Sin esperar respuesta, Radlov devuelve el expediente de Pável a la estantería, se sienta, se sube la manga para consultar su reloj, coge el ejemplar de Gógol y lee:
El pobre muchacho se cubría la cara con las manos y más de una vez a lo largo de su vida se estremeció al comprobar cuánta inhumanidad hay en los hombres, cuánta dureza y cuánta brutalidad encubren los modales más cultos y refinados. Y, ¡Dios mío!, incluso entre las personas que el mundo juzga cabales y honradas...
Hecho esto, Radlov vuelve a depositar el libro junto a su plato, donde la grasa fría de la salchicha empieza a blanquear.
—Cabales y honrados —dice, pensativo, con la mirada distante—. Le he contado que mi padre era profesor, ¿verdad? —añade, esta vez mirando a Pável.
—Sí.
—Curioso. Su caso fue el contrario. Él era el hombre honrado a carta cabal. Los brutos, los auténticos salvajes fueron sus vecinos. ¿Sabe que cuando le detuvieron, entraron a su casa y la dejaron limpia; se llevaron hasta los rodapiés? Y eso al profesor de sus hijos, algunos habían sido ellos mismos alumnos suyos. Y le denuncian. Se permiten el lujo de sentirse superiores a él.
Pável nota que se le contrae el músculo de una pantorrilla y siente la necesidad de huir, de taparse los oídos. No quiere oír lo que el otro dice o intenta decir: el padre cabal y honrado arrojado a los dientes afilados de la máquina mientras el hijo, leal servidor de ésta, contempla el espectáculo.
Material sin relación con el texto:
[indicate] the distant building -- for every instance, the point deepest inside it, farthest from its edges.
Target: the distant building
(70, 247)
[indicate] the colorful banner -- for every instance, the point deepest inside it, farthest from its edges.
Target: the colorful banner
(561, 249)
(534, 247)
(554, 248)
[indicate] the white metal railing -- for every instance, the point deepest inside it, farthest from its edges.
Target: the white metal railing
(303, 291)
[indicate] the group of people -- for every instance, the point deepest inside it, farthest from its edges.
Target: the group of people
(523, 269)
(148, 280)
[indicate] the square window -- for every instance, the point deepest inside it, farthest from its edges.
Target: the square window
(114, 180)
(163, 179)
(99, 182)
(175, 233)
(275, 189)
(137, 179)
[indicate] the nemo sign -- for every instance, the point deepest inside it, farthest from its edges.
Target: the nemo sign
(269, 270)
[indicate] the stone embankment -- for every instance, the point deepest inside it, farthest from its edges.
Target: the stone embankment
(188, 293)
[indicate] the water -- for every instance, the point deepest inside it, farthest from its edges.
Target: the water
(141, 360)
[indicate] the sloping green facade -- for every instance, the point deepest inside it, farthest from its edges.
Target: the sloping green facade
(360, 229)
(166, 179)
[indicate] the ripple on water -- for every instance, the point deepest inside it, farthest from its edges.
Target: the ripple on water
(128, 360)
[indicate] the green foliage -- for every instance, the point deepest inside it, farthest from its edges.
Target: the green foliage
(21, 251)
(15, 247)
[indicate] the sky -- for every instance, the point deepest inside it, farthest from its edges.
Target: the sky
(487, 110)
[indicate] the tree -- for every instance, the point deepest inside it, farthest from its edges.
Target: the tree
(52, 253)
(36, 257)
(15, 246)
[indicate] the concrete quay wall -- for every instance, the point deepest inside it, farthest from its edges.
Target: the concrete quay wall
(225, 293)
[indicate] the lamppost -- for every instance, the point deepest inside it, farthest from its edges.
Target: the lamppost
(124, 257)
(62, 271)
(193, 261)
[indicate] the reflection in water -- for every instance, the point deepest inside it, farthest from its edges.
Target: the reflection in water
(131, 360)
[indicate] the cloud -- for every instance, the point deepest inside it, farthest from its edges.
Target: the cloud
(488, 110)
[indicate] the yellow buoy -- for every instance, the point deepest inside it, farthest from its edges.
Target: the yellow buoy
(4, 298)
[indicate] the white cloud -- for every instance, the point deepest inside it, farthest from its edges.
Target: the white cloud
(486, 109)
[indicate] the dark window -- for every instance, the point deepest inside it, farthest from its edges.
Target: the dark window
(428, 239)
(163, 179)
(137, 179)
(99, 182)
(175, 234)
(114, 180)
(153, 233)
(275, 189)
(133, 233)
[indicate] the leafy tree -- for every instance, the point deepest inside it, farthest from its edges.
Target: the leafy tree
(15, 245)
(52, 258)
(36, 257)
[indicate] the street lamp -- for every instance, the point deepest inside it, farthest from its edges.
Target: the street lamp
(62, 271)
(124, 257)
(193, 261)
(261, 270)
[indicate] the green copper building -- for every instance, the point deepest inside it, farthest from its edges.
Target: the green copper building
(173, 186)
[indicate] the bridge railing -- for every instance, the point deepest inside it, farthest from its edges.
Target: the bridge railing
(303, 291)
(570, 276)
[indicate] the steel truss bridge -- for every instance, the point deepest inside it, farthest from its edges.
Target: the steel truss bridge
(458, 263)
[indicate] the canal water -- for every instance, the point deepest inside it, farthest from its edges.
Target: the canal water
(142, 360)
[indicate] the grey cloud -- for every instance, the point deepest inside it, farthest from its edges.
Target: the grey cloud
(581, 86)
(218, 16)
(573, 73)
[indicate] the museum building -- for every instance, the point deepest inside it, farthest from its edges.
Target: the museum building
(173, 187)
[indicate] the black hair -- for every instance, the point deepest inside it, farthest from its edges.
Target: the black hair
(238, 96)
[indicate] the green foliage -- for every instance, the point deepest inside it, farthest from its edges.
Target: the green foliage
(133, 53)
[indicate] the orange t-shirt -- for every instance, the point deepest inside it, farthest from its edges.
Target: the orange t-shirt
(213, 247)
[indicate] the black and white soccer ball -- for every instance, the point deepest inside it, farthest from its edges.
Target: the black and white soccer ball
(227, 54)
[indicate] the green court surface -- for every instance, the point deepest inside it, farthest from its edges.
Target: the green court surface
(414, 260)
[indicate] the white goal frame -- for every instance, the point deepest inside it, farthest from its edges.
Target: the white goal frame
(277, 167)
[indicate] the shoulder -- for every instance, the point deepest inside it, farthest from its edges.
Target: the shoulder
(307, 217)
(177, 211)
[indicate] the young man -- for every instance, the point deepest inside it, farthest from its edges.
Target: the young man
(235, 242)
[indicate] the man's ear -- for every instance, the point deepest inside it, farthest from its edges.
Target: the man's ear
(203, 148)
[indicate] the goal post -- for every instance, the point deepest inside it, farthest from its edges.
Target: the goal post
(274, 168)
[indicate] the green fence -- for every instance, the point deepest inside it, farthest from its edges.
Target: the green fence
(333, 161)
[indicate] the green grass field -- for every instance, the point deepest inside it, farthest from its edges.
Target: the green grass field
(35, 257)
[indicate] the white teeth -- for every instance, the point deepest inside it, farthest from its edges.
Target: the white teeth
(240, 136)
Porque eso y no otra cosa fue lo que sucedió. Si hubieran sospechado la menor grieta en la fría devoción de Radlov, ahora no estaría donde está, sentado delante de esta mesa desordenada de la plaza Dzerzhinski. Su premio.
La ventana del chiscón de Natalia está cerrada, la cortina roja corrida. Pável oye que arrastran cajas por el suelo del sótano. Un rayo de luz mortecina ilumina el pasillo por la puerta semiabierta.
—Llegas a tiempo —le dice Natalia, que está amontonando cajas de cartón viejas, más desechos recuperados de la fábrica de papel—, ¿puedes ayudarme?
—¿Qué son?
—Calendarios.
Pável extrae uno de una caja reventada. La cubierta es una acuarela de pacotilla: un bodegón con un jarrón blanco y un montón de flores rojas y anaranjadas esparcidas sobre un mantel azul. Cada mes tiene su acuarela correspondiente, todas realizadas con el mismo estilo solvente pero espantosamente falto de inspiración.
—Este calendario es de hace dos años —dice Pável.
—Por eso me han costado tan baratos. Estaban cogiendo polvo en un almacén. He pensado enmarcar las láminas. ¿Qué te parecen?
—¿Con sinceridad?
—¿Tan malas son? —Natalia se encoge de hombros—. Bueno, en el peor de los casos me servirán para liar los cigarrillos.
—¿Sigues pensando en visitar mañana a Marfa Borísova? —pregunta Pável cuando acaban.
—Sí.
—Me gustaría ir contigo.
Natalia le mira.
—Bien.
Si le extraña por qué ha cambiado Pável de opinión, se guarda la curiosidad para sus adentros.